Good Morning,
I wanted to just express my appreciation for everyone who has responded in this thread. Thank you for sharing and for providing some great information and options. A quick note back to Tim at UNC regarding the survey, our App admin for our ILS has been in touch with one of the admins there previously, and I confirmed we did participate in the survey. Thank you for putting that together.
Again, there's been some great information to look through with my team and again, I appreciate all of the current (and future) replies.
Regards,
Eric C. Blevins (He/Him/His)
Sr. Manager of Library Technology
RIT Libraries
Rochester Institute of Technology
Email: [log in to unmask]
-----Original Message-----
From: Code for Libraries <[log in to unmask]> On Behalf Of Joe Hourclé
Sent: Wednesday, March 26, 2025 11:27 AM
To: [log in to unmask]
Subject: Re: [CODE4LIB] Bot scraping/DDoS against ILS and discovery layers
> On Mar 26, 2025, at 7:26 AM, Eric Blevins <[log in to unmask]> wrote:
>
> Good morning,
>
> First time posting to Code4Lib, but have been a watcher for several years.

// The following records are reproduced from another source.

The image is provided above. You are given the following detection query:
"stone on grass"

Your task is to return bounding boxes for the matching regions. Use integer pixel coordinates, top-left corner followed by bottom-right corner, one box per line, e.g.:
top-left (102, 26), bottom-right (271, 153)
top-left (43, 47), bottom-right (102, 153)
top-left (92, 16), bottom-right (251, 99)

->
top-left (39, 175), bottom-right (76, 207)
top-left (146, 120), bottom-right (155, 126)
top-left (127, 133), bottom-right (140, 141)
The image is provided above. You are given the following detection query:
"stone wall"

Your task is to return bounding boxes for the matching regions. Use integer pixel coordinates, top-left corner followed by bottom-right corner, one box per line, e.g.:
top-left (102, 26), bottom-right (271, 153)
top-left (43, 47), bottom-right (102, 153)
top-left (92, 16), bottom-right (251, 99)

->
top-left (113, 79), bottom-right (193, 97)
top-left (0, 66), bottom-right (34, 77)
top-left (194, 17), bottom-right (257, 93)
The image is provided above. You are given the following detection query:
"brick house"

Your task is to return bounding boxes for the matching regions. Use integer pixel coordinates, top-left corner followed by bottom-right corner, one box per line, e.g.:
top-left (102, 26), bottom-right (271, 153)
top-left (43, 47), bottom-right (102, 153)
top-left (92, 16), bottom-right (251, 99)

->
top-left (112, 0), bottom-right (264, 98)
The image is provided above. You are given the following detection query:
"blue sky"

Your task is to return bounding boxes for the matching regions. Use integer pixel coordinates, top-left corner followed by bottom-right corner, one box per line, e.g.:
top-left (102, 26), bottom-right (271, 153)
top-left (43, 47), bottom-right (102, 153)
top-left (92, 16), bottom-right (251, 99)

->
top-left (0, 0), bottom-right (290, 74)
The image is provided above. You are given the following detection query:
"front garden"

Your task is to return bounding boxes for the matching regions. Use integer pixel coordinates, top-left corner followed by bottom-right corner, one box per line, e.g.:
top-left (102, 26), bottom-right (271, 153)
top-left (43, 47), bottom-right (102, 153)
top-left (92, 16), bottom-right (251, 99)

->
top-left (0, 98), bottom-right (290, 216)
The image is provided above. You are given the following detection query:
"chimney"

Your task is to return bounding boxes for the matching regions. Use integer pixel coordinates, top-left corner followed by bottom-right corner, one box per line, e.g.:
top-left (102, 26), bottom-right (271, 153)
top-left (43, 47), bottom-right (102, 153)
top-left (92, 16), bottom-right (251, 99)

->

I'm curious from strictly a numbers standpoint how many libraries might've been impacted recently (say the last couple of weeks or so) by massive bot harvesting of data, basically resulting in a DDoS attack ...
(resending, as it looks like my response this morning got rejected for not having a plain-text alternative)
I know you said you were only trying to figure out the scope of the issue, and I can't answer your main question (as I'm not currently working), but I've dealt with similar issues at both an ISP in the 90s (when the issue was email harvesting), and at NASA archive (when it was a combination of attacks, people automating tasks in an abusive way, and the occasional 'crackpot story about UFOs circling the sun got mentioned by a website in china') which we had to balance against legitimate "the sun did something interesting, and now everyone wants a copy of the data"... so I have 25+ years of dealing with abusive traffic.
For the ISP, if we identified a suspected misbehaving bot (either manually (seeing patterns and adding their IP or user_agent to some apache mod_rewrite rules), or the stuff denied in /robots.txt had a hidden link in , I would to send them to a CGI that would:
1. Post a text warning that they were suspected of being a spam harvester, and needed to stop 2. randomly generate e-mail addresses, with a sleep just long enough so they didn't time out, but didn't bog down our servers 3. The email addresses were all bogus for the most part, but were of three types:
a. host name did not resolve
b. a spam trap that I used for tuning the ISP's spam filters c. a host name that resolved to an IP on our network that would blackhole at the router any IP address that connected to it.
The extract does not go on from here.